悪魔がウチにおりまして・132
ウチにはモグラがいる。
なんでいるのよ。
仕事から帰るとモグラが頭にシャンプーハットをかぶっていた。
なにしてるんだろう。
目が合うと、ぺこりと頭を下げてきたのでこちらも会釈を返す。
「どうも、お先に頂きました」
「ご丁寧に」
…モグラ、風呂に入るのか。
「あれ、悪魔は?」
「ボクも探しておりまして。見つからないのでお風呂頂いていたのですが」
良い根性している。
さすが悪魔の友だちといったところか。
「アンタは連絡手段持ってないの?羊の角みたいなやつ」
羊の角がスマホみたいに電話できるのは驚いたが、アレはメールを打てるのか気になるところである。

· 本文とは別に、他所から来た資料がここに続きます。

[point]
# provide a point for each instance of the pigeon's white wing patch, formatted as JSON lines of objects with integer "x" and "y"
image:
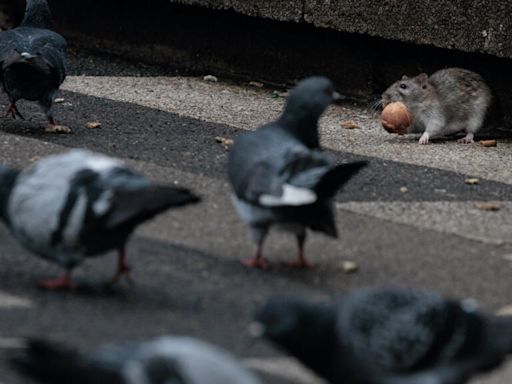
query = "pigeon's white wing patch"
{"x": 291, "y": 196}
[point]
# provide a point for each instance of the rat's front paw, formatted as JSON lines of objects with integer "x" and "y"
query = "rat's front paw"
{"x": 424, "y": 139}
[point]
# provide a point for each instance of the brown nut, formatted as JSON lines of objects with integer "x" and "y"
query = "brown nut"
{"x": 395, "y": 118}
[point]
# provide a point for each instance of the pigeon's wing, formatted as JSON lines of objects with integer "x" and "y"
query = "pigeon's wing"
{"x": 272, "y": 169}
{"x": 119, "y": 197}
{"x": 402, "y": 331}
{"x": 193, "y": 360}
{"x": 53, "y": 363}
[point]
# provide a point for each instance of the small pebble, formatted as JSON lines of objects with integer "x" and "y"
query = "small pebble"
{"x": 472, "y": 181}
{"x": 211, "y": 78}
{"x": 349, "y": 266}
{"x": 256, "y": 84}
{"x": 486, "y": 206}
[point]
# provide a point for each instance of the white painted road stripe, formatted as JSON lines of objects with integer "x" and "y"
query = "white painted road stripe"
{"x": 247, "y": 108}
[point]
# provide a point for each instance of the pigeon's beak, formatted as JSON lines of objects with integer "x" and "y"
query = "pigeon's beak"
{"x": 256, "y": 329}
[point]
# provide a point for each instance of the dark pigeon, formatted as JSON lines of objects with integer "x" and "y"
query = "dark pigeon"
{"x": 79, "y": 204}
{"x": 165, "y": 360}
{"x": 32, "y": 60}
{"x": 281, "y": 177}
{"x": 388, "y": 336}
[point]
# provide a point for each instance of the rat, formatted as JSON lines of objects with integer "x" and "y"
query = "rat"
{"x": 451, "y": 100}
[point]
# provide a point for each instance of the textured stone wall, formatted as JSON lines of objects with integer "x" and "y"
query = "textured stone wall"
{"x": 483, "y": 26}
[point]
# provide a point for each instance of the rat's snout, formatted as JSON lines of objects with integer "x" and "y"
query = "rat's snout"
{"x": 386, "y": 98}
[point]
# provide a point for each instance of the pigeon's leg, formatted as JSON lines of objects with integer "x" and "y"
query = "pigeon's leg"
{"x": 301, "y": 262}
{"x": 46, "y": 105}
{"x": 63, "y": 282}
{"x": 258, "y": 261}
{"x": 123, "y": 269}
{"x": 258, "y": 235}
{"x": 13, "y": 111}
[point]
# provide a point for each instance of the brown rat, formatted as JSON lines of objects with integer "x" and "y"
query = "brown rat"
{"x": 449, "y": 101}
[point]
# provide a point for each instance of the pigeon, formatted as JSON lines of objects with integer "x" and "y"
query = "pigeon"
{"x": 164, "y": 360}
{"x": 388, "y": 335}
{"x": 78, "y": 204}
{"x": 32, "y": 60}
{"x": 281, "y": 177}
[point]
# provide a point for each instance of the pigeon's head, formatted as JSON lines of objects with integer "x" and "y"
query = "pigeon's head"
{"x": 293, "y": 323}
{"x": 306, "y": 103}
{"x": 7, "y": 179}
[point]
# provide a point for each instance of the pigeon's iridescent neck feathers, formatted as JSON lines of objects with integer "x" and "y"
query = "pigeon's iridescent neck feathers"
{"x": 7, "y": 179}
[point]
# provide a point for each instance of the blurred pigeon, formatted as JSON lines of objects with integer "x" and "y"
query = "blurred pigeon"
{"x": 79, "y": 204}
{"x": 32, "y": 60}
{"x": 165, "y": 360}
{"x": 388, "y": 336}
{"x": 280, "y": 176}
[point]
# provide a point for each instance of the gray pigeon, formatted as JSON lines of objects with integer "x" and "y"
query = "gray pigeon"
{"x": 388, "y": 336}
{"x": 165, "y": 360}
{"x": 79, "y": 204}
{"x": 280, "y": 176}
{"x": 32, "y": 60}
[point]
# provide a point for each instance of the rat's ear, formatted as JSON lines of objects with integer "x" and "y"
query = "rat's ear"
{"x": 422, "y": 78}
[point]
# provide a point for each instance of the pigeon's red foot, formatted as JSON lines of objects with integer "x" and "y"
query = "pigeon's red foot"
{"x": 62, "y": 283}
{"x": 12, "y": 111}
{"x": 300, "y": 264}
{"x": 257, "y": 262}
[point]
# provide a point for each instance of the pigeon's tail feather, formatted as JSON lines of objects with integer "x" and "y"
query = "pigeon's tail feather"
{"x": 137, "y": 205}
{"x": 335, "y": 178}
{"x": 52, "y": 363}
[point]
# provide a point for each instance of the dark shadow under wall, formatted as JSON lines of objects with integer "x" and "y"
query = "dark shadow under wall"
{"x": 197, "y": 40}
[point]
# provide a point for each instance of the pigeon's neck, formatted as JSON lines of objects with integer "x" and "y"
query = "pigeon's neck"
{"x": 7, "y": 179}
{"x": 301, "y": 125}
{"x": 37, "y": 15}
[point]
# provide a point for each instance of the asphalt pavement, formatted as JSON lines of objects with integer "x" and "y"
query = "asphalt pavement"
{"x": 410, "y": 218}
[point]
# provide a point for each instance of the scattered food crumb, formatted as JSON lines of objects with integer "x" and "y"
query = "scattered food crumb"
{"x": 349, "y": 266}
{"x": 256, "y": 84}
{"x": 93, "y": 125}
{"x": 57, "y": 129}
{"x": 349, "y": 124}
{"x": 211, "y": 78}
{"x": 472, "y": 181}
{"x": 505, "y": 311}
{"x": 226, "y": 143}
{"x": 488, "y": 143}
{"x": 487, "y": 206}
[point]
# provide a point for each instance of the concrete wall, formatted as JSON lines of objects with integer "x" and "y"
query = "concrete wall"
{"x": 472, "y": 26}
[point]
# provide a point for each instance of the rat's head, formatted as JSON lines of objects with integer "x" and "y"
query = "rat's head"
{"x": 408, "y": 90}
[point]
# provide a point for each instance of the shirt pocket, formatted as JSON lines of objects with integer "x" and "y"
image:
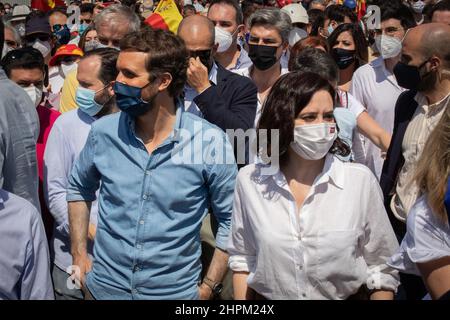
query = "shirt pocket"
{"x": 337, "y": 256}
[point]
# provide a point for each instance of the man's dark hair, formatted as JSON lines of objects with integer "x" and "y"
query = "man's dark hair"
{"x": 2, "y": 35}
{"x": 23, "y": 58}
{"x": 87, "y": 7}
{"x": 108, "y": 56}
{"x": 338, "y": 13}
{"x": 59, "y": 9}
{"x": 166, "y": 52}
{"x": 234, "y": 4}
{"x": 443, "y": 5}
{"x": 399, "y": 12}
{"x": 316, "y": 61}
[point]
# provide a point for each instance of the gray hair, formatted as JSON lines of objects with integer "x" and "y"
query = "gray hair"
{"x": 111, "y": 14}
{"x": 274, "y": 18}
{"x": 15, "y": 32}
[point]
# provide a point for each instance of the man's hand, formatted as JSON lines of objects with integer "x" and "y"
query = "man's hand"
{"x": 83, "y": 265}
{"x": 205, "y": 292}
{"x": 197, "y": 75}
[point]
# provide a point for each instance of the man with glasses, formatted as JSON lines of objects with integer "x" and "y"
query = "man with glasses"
{"x": 374, "y": 84}
{"x": 228, "y": 18}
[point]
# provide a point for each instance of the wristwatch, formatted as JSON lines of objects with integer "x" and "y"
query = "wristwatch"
{"x": 216, "y": 287}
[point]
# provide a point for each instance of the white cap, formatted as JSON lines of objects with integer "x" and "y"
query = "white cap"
{"x": 297, "y": 13}
{"x": 19, "y": 13}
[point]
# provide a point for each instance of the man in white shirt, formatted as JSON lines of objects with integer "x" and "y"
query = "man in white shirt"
{"x": 374, "y": 84}
{"x": 424, "y": 68}
{"x": 95, "y": 99}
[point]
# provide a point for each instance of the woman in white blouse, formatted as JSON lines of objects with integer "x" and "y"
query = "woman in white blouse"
{"x": 317, "y": 228}
{"x": 425, "y": 250}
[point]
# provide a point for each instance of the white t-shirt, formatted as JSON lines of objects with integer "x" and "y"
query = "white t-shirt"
{"x": 377, "y": 90}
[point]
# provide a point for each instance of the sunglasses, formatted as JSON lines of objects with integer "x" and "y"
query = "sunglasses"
{"x": 42, "y": 37}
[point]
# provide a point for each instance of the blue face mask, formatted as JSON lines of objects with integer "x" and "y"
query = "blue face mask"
{"x": 330, "y": 29}
{"x": 82, "y": 28}
{"x": 85, "y": 99}
{"x": 129, "y": 99}
{"x": 62, "y": 34}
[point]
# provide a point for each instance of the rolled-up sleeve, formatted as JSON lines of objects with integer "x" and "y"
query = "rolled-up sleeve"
{"x": 380, "y": 243}
{"x": 240, "y": 245}
{"x": 57, "y": 165}
{"x": 84, "y": 179}
{"x": 221, "y": 181}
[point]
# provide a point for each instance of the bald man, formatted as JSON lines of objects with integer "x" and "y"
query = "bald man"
{"x": 424, "y": 69}
{"x": 212, "y": 92}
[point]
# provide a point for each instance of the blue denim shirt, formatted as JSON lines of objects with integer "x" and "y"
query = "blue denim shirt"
{"x": 151, "y": 207}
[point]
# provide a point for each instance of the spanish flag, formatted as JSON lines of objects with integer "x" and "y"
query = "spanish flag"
{"x": 46, "y": 5}
{"x": 166, "y": 16}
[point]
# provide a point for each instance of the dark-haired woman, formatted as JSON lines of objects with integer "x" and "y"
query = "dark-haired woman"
{"x": 349, "y": 49}
{"x": 312, "y": 227}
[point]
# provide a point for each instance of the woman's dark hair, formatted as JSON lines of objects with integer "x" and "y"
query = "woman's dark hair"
{"x": 166, "y": 52}
{"x": 82, "y": 41}
{"x": 361, "y": 47}
{"x": 316, "y": 19}
{"x": 306, "y": 43}
{"x": 287, "y": 98}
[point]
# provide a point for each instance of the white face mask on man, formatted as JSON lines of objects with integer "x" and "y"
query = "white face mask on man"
{"x": 35, "y": 94}
{"x": 44, "y": 47}
{"x": 388, "y": 47}
{"x": 314, "y": 141}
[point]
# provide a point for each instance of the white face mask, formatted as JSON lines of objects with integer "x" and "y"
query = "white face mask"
{"x": 224, "y": 39}
{"x": 44, "y": 47}
{"x": 296, "y": 35}
{"x": 418, "y": 6}
{"x": 388, "y": 47}
{"x": 313, "y": 142}
{"x": 35, "y": 94}
{"x": 66, "y": 68}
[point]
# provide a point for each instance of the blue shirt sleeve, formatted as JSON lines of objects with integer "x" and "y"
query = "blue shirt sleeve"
{"x": 85, "y": 178}
{"x": 221, "y": 180}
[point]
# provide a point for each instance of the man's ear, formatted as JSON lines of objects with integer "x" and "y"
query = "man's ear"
{"x": 166, "y": 80}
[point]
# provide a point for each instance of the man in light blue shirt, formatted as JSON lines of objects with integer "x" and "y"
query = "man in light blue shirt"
{"x": 24, "y": 258}
{"x": 95, "y": 99}
{"x": 159, "y": 169}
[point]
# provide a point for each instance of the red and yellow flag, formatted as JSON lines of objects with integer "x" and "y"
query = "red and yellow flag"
{"x": 166, "y": 16}
{"x": 46, "y": 5}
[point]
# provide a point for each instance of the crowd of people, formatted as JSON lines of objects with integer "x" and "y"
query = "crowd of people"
{"x": 126, "y": 163}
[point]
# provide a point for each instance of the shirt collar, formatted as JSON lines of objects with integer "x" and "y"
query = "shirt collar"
{"x": 333, "y": 172}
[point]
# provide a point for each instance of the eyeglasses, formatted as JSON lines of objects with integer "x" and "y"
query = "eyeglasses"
{"x": 34, "y": 37}
{"x": 390, "y": 31}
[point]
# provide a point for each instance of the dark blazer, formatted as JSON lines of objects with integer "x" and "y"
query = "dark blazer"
{"x": 231, "y": 104}
{"x": 404, "y": 111}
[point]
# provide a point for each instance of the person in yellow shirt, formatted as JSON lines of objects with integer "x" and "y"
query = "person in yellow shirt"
{"x": 68, "y": 91}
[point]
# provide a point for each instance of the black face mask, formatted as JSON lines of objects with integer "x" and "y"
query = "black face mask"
{"x": 409, "y": 77}
{"x": 263, "y": 57}
{"x": 343, "y": 58}
{"x": 204, "y": 56}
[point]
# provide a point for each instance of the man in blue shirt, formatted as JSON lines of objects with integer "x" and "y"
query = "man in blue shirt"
{"x": 159, "y": 169}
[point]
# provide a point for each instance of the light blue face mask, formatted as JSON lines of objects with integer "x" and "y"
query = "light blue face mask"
{"x": 330, "y": 29}
{"x": 85, "y": 99}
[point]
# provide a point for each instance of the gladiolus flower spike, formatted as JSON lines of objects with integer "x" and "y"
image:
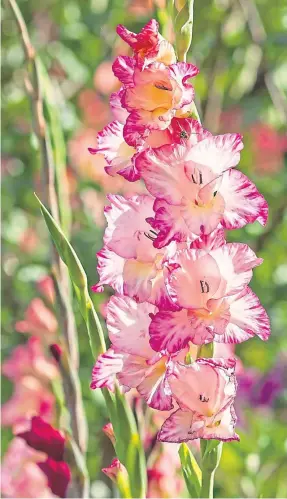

「ボクはネットアレルギーなので、電子機器苦手なんですよね」
キャラ濃いなぁ。
あっちの世界にもそんな奇特な者がおりましたか。
「羊の会社に卸す時なにでやり取りしてるのよ」
「ファックスで充分なんですよね。18時までに送っていただければ。問題は時間を守ってくれないことです」
ふぅ、とため息を吐くモグラ。
こんな子にまで迷惑かけているのかと羊を折檻したくなったがそもそも野菜を押し付けたのこ奴ではなかっただろうか?
「売れ行きは上々?」
「多分…?」
出荷サイドがなんで売れ行き知らんのじゃ。
「羊さん、さすがと言いますか。どれだけ持って行っても次の日には無くなってまして。非合法に手を出してないか心配しているところです」
野菜の非合法販売ってなんなのよ。
「今回ミミさんに聞いてみようかなって思ってて」
ほう。
「もし変な売り方をしているのであればボクとしては出荷を止めないと」
好奇心はネコも殺すというが、変な興味を持ってしまったが最後、気になるじゃない。
「ただいまですー。あれ?ぽんちゃん、どうしました?」
悪魔に事情を説明すると目を輝かせた。
「それは、いけませんね。この名探偵が謎を解き明かさねば」
押入れからパイプと帽子、コートを引っ張り出して悪魔が恰好付ける。
そう言えば推理小説読んでたわねー。
「さて、助手のニンゲン君、さっそく調査開始です」
ゲンコツを落としながら、2匹と一緒に部屋を後にする。
こういう悪乗りも時として悪くないでしょ。
ウチにはクモがいる。
…ご飯遅くなるけどと言ったら泣いていたクモが。